| > when all we can observe ourselves is P(A|B)? No, we actually observe P(A | B -> A) where `B` is our body and `A` is some action we take on the world. Hume was WRONG. Very wrong. Statistical AI has the problem of induction; we have bodies, so we do not. ---- As for notation, I'm riffing of Judea Pearl's do notation. He'd say, P(A|do(B)) but his `do` operator is slightly more general Google: do-operator, causal analysis, judea pearl, etc. |
>> Hume was WRONG. Very wrong.
Oh boy :)
I can see what you're saying about having bodies, but bodies are very limited things and that's just making Hume's point. We can only know so much by experiencing it with our bodies. We've learned a lot more about the world, and its foundations, thanks to our ability to draw inferences without having to engage our bodies.
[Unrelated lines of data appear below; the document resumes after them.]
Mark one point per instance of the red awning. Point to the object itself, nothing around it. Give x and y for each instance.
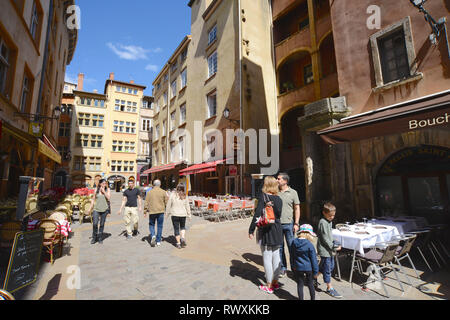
(163, 167)
(424, 113)
(201, 167)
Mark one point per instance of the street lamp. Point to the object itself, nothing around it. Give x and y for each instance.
(437, 27)
(226, 115)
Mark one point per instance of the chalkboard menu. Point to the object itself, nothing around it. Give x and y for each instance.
(24, 260)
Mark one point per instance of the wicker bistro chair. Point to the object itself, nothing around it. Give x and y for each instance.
(406, 243)
(380, 258)
(423, 243)
(8, 232)
(52, 238)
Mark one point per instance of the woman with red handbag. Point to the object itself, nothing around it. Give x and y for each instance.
(269, 235)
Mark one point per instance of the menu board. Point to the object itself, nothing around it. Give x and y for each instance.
(24, 260)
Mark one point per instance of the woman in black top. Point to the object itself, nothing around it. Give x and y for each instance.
(270, 237)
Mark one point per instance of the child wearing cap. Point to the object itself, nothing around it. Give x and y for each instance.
(326, 248)
(304, 260)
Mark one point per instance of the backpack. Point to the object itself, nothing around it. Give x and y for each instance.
(268, 215)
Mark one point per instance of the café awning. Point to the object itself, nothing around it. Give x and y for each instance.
(163, 167)
(427, 112)
(202, 167)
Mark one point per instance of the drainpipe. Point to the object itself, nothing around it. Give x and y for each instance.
(240, 90)
(44, 63)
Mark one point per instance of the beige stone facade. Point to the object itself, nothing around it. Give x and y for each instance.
(32, 79)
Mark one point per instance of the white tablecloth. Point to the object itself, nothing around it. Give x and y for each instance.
(353, 241)
(403, 226)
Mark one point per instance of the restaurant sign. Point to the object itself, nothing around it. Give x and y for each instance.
(430, 122)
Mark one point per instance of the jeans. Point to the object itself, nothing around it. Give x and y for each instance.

For example, all of mathematics, including logic that studies inference, is "things we do without having to engage our bodies". And those very things have shown us the limits of our own abilities, or at least our ability to create formal systems that can describe the world in its entirety. They have shown us the limits of our ability for inductive inference (and in a very concrete manner - see Mark E. Gold's Language Identification in the Limit).
Machine learning systems are more limited than ourselves, that's right. And that's because we have created them, and we are limited beings that cannot know the entirety of the world just by looking at it, or reasoning about it.